Abschiebungsanordnung, Beweislage für Verlassen des Hoheitsgebiets der Mitgliedstaaten für mehr als drei Monate, Dublin-Verfahren, Verlassen des Hoheitsgebiets der Mitgliedstaaten für mehr als drei Monate (bejaht), Zielstaat Frankreich

Normenketten:
AsylG § 29 Abs. 1 Nr. 1
AsylG § 34a Abs. 1 S. 1
VO (EU) 604 (2013) (Dublin III-VO) Art. 9
Dublin III-VO Art. 10
Dublin III-VO Art. 18 Abs. 1 Buchst. d
Dublin III-VO Art. 19 Abs. 2
Dublin III-VO Art. 22 Abs. 3
Dublin III-VO Art. 22 Abs. 4
Dublin III-VO Art. 22 Abs. 5
Verzeichnis B Nr. 9 Durchführungsverordnung (EU) Nr. 118/2014
Schlagworte:
Abschiebungsanordnung, Beweislage für Verlassen des Hoheitsgebiets der Mitgliedstaaten für mehr als drei Monate, Dublin-Verfahren, Verlassen des Hoheitsgebiets der Mitgliedstaaten für mehr als drei Monate (bejaht), Zielstaat Frankreich
Fundstelle:
BeckRS 2022, 24849

Tenor

I. Die aufschiebende Wirkung der Klage gegen Nummer 3 des Bescheids der Antragsgegnerin vom 2. November 2011 (Gesch.-Z: ...) wird angeordnet.
II. Der Antragsgegnerin trägt die Kosten des Verfahrens.
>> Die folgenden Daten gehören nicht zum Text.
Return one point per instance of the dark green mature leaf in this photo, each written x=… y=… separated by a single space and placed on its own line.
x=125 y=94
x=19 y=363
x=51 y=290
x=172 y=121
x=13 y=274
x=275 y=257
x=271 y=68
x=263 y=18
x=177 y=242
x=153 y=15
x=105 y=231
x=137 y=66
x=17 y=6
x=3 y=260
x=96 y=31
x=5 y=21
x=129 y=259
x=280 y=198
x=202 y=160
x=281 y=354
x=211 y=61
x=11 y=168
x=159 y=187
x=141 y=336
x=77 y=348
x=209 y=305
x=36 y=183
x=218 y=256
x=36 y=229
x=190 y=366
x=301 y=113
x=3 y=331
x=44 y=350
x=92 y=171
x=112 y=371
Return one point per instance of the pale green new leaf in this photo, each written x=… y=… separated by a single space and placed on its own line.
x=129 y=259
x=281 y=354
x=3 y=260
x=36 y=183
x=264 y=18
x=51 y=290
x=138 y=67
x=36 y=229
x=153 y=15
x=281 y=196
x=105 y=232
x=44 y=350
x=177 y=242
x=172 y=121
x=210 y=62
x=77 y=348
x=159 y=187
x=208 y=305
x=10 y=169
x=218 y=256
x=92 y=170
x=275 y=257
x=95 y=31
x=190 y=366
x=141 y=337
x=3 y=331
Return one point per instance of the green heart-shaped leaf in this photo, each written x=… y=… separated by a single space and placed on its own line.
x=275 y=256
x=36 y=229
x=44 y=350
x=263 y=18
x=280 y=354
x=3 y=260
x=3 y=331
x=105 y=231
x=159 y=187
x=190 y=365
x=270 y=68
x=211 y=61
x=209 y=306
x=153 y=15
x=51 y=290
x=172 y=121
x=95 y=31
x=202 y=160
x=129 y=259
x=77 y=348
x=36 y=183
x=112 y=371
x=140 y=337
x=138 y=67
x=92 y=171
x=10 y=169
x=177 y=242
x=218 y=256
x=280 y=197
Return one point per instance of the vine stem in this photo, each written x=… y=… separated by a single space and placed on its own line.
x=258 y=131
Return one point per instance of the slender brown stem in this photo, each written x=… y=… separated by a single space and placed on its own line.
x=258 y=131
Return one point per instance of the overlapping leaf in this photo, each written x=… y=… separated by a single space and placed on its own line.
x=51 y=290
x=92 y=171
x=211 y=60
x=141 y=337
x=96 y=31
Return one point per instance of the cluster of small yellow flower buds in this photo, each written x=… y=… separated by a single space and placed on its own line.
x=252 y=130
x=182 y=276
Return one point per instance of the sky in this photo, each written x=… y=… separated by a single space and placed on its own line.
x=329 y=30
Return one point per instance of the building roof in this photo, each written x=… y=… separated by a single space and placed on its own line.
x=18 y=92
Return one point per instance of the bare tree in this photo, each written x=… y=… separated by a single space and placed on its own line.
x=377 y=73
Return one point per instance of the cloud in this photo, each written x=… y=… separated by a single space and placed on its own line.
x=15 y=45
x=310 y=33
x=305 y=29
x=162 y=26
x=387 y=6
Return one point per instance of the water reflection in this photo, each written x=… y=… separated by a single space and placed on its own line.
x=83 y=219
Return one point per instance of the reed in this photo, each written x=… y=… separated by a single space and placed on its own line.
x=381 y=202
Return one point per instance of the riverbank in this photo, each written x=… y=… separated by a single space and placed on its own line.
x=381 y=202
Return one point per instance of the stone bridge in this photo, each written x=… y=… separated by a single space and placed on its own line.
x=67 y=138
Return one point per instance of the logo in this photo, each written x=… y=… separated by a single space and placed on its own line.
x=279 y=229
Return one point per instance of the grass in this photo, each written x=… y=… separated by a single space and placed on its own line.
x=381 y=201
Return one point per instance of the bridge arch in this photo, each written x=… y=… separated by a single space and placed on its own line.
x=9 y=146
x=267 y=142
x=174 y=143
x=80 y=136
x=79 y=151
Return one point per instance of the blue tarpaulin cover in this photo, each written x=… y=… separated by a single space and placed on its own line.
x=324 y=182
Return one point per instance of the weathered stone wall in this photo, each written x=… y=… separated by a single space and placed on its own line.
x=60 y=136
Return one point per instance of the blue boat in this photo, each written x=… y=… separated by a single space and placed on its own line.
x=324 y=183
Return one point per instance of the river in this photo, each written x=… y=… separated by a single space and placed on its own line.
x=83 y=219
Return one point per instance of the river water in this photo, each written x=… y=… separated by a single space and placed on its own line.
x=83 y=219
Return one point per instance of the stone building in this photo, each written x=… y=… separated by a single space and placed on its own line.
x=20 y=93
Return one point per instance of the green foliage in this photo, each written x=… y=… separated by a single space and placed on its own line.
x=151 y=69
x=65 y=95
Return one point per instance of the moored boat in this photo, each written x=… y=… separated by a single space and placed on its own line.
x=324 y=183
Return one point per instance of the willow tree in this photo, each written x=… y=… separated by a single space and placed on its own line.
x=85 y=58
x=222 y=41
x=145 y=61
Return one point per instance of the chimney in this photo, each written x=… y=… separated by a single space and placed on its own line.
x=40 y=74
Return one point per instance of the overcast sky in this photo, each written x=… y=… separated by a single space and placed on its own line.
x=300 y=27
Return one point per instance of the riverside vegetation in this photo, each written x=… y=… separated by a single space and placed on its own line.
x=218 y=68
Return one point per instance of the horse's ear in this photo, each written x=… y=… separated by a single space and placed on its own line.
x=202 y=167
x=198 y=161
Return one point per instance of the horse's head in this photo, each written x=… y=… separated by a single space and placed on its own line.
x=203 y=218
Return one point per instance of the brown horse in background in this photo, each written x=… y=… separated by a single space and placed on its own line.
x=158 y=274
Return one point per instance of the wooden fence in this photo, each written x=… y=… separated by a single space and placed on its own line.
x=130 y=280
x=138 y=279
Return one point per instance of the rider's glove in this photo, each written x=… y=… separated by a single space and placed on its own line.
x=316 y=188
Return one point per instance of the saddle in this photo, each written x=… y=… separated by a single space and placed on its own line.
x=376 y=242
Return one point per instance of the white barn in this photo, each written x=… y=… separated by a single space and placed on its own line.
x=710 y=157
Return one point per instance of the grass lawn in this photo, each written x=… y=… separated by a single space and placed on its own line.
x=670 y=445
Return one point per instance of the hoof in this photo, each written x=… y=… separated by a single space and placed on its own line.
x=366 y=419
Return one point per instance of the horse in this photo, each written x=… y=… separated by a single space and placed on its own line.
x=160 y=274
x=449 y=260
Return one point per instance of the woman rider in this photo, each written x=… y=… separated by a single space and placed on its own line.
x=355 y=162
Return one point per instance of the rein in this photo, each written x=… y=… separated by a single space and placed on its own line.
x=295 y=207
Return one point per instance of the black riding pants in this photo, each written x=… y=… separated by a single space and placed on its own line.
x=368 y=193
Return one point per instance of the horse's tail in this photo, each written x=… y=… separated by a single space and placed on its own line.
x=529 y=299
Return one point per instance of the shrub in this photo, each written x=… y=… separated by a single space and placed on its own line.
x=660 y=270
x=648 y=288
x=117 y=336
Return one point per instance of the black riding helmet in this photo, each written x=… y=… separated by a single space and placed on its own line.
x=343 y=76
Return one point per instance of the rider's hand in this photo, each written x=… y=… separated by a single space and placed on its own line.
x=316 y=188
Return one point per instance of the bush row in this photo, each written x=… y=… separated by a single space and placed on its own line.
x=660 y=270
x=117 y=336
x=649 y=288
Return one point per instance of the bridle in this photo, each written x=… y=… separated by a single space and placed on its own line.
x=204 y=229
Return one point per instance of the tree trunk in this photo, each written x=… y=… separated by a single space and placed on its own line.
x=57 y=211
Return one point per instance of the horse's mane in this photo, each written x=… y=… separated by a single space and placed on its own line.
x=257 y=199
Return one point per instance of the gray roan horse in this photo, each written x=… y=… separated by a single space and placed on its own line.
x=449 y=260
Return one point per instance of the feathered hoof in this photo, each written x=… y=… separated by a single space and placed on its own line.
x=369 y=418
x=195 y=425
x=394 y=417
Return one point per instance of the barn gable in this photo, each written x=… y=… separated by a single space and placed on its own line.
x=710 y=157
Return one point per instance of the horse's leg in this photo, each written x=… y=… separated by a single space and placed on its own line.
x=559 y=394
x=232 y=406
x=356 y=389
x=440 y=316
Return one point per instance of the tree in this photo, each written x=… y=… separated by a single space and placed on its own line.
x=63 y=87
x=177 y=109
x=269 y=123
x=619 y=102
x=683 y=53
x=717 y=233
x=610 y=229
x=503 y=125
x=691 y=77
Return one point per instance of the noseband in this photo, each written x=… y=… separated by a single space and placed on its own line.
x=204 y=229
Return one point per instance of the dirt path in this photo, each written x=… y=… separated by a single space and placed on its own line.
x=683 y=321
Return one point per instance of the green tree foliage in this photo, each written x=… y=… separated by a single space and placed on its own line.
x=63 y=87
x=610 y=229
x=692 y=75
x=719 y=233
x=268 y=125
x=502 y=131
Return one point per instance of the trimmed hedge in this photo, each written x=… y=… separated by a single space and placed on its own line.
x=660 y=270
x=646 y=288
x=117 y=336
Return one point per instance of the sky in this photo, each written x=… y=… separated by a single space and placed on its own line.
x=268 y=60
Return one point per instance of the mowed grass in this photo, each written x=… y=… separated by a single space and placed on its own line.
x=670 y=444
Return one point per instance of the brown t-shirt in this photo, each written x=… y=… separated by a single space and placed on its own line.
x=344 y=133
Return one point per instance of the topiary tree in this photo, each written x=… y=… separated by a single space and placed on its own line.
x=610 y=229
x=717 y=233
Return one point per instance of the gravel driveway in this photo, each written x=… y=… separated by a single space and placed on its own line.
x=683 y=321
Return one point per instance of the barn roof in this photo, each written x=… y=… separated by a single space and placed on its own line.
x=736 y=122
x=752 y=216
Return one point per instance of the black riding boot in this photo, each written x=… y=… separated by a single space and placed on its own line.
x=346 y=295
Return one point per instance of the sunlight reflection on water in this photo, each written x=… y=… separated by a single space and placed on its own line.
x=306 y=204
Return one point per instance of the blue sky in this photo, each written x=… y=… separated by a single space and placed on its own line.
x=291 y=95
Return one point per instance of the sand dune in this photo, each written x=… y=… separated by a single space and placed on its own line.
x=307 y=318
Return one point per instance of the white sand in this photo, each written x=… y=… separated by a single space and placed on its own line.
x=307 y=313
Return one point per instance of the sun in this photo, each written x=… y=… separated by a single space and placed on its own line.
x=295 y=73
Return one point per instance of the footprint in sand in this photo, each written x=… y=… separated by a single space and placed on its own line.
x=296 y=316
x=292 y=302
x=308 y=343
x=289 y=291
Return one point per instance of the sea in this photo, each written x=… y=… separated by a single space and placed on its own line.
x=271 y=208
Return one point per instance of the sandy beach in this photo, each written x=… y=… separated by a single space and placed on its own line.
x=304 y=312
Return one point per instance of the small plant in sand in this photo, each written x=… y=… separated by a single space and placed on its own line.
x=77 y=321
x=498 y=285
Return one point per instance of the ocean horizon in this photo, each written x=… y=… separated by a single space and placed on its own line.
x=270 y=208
Gerichtskosten werden nicht erhoben.

Gründe

I.
1
Der Antragsteller wendet sich im Wege des vorläufigen Rechtsschutzes gegen eine Abschiebungsanordnung nach Frankreich im Rahmen des sog. „Dublin-Verfahrens“.
2
Der Antragsteller ist ukrainischer Staatsangehöriger, dem Volke der Roma angehörig sowie christlich-orthodoxen Glaubens. Er reiste zusammen mit seiner Lebensgefährtin und deren drei Kindern am 14. Juli 2021 in das Bundesgebiet ein und äußerte ein Asylgesuch, von dem die Antragsgegnerin durch behördliche Mitteilung am 22. Juli 2021 schriftlich Kenntnis erlangt hat. Der förmliche Asylantrag datiert vom 30. September 2021.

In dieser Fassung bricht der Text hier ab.